O segundo ano do Governo Elmano começa sob pressão. Passada a euforia da vitória, é preciso mostrar os primeiros resultados. A paciência do eleitorado já não é a mesma de antes, muito menos o cenário político que se descortina a partir das eleições municipais. São diversos os desafios e enfrentamentos a serem travados pelo governante, mas vou me deter apenas aos que estão circunscritos à área da segurança pública:
*Números da violência letal em alta. Se as estatísticas de homicídios do primeiro ano do governo Elmano terminaram empatadas com a de seu antecessor, os assassinatos em 2024 já superam com certa folga os números do ano passado*. Em março, por exemplo, são 204 crimes violentos letais intencionais (CVLIs) registrados pela Secretaria da Segurança Pública e Defesa Social (SSPDS) contra 159 no mesmo período de 2023. A contagem compreende os dados coletados entre os dias 1º e 20 deste mês.
Essa escalada teve início no último trimestre do ano passado, mas só agora se apresenta de forma consistente, como uma tendência de crescimento e não mais como um pico. Os governos Camilo e Izolda entregaram a
pasta da segurança pública com os números da violência letal em queda, uma conquista relevante para um Estado que despontava com um incômodo destaque nos rankings dos mais violentos. Retornar a patamares
mais
elevados de homicídios é ver todo esse esforço ser desfeito.
Há um incômodo na corporação. Costumo interagir quase que diariamente com profissionais da segurança, sejam eles civis ou militares, e as queixas são recorrentes.

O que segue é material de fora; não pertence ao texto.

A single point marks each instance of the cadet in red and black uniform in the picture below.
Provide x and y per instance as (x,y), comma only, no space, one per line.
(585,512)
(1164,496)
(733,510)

Há uma insatisfação difusa com o atual governo pelos motivos mais diversos: da falta de menção nas redes sociais do governador aos assassinatos de policiais até a demora em receber benefícios já previstos em lei, passando pela relação sempre conflituosa entre os policiais que recebem e os que não recebem gratificação.
Para quem está fora desse universo, tais reclamações podem soar insignificantes, mas para quem opera diuturnamente sob condições hostis de trabalho, agravadas pela forte hierarquização que impera em tais instituições, cada gesto vale muito. Os sinais emitidos pelo Palácio da Abolição à tropa são importantes, bem como os silêncios, e é nessas brechas que
a oposição ganha musculatura ao dizer o que o policial quer ouvir, ainda que esse discurso soe populista.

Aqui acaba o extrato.